Notwithstanding the challenging and uncertain regulatory climate in which it operates, Kaltun is generally positive about consumption of raw materials in its main markets of ceramics, glass, engineered stone and coatings. "We expect some growth, especially in glass and coatings sectors," Says Bayraktar. "Because Kaltun is a very new actor in these markets, especially in the coatings ındustry, there are still some opportunities for us to grow. We are planning to expand in the ceramic tile industry by reaching alternative markets. We are still studying the logistical solutions for reaching these markets and we are sure that we will be able to start shipments to these areas at the start of 2016."

As far as pricing and demand for its minerals go, Kaltun is realistic about the market’s chief influences and driving forces, but believes that change is in store in the foreseeable future. Chinese competition sets the rules for prices and competition in the global mining industry, and Turkey is no exception, yet this is undergoing a shift according to Bayraktar. "In 10 years from now, China will be a major market, as will India. Then, we will all be working for China and India to produce goods for these countries, rather than them selling us their raw materials".

Kaltun is also unconcerned about many of the issues worrying its peers, such as the availability of skilled labour, rising costs and growing Chinese competition. "We do not worry about these kinds of things," says Bayraktar. "We always took the necessary steps when it was necessary to do so, and we will do the same again if or when they become necessary again."

Kaltun’s mining history

Turkey’s first feldspar mine was established by Mehmet Tuncer, one of the Kaltun’s founding partners, in 1962. In Turkey, feldspar had previously been used only as molding sand, but following Kaltun’s establishment commercial feldspar production, the mineral began to be used as a ceramic raw material in Canakkale Ceramic Factories. The company was also instrumental in introducing feldspar to Turkey’s glass industry. 

Today, the group mainly deals with the production and trading of industrial raw materials with 19 production units functioning to produce sodium feldspar, potassium feldspar, quartz and mica to be used by the manufacturers of ceramics, glass, composite stone, porcelain, coatings and many other applications.   

Kaltun Mining accounts for approximately 35% of Turkish exports of sodium feldspar.

Turkish feldspar

Turkey is the largest feldspar supplier country in the world. According to the USGS, the company produced 5m tonnes of the mineral in 2014, followed by Italy, which produced 4.7m tonnes. Total world production last year stood at 21.5m tonnes.

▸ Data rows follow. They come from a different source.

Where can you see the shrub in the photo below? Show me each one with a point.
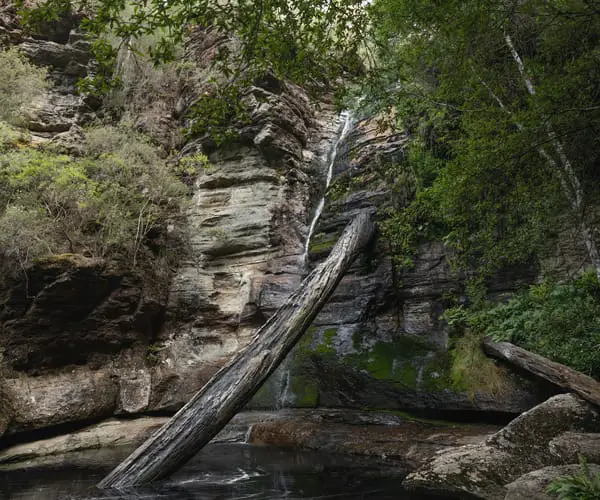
(20, 83)
(558, 320)
(581, 486)
(112, 201)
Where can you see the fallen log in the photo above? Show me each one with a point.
(560, 375)
(232, 387)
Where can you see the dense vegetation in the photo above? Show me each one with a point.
(114, 196)
(502, 102)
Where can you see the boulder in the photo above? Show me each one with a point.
(524, 445)
(533, 485)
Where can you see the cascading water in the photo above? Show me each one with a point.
(346, 119)
(346, 116)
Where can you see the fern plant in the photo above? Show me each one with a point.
(581, 486)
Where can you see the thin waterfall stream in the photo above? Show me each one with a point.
(346, 118)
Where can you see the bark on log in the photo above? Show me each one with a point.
(560, 375)
(233, 386)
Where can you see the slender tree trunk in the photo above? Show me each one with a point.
(231, 388)
(557, 374)
(569, 180)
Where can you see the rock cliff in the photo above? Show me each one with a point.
(84, 339)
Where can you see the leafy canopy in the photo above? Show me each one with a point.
(304, 40)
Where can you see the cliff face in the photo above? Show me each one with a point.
(84, 339)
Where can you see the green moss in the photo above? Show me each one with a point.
(471, 370)
(322, 247)
(305, 390)
(397, 362)
(264, 397)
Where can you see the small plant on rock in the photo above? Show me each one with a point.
(581, 486)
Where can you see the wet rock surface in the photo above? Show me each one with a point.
(379, 342)
(400, 441)
(533, 485)
(523, 446)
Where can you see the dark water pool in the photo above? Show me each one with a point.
(227, 472)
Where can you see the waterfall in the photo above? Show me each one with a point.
(346, 116)
(284, 369)
(284, 386)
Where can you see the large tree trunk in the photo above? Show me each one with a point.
(231, 388)
(555, 373)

Quarries supplying a range of sodium, potassium, calcium feldspars are mainly located in the western part of Turkey, in the southern part of the Menderes Massif, or the Cine Sub-Massif. 

According to Turkish estimates, the country’s feldspar reserves are estimated to be around 400-450m tonnes. At the current rate of production, the Menderes Massif could supply feldspar for more than 100 years.

The deposits of greatest economic interest are located in the areas around Cine and Milas in the Menderes Massif.

According to the USGS, 33% of all the feldspar imported into the US is sourced from Turkey, second only to Mexico, which supplies 50% of US demand.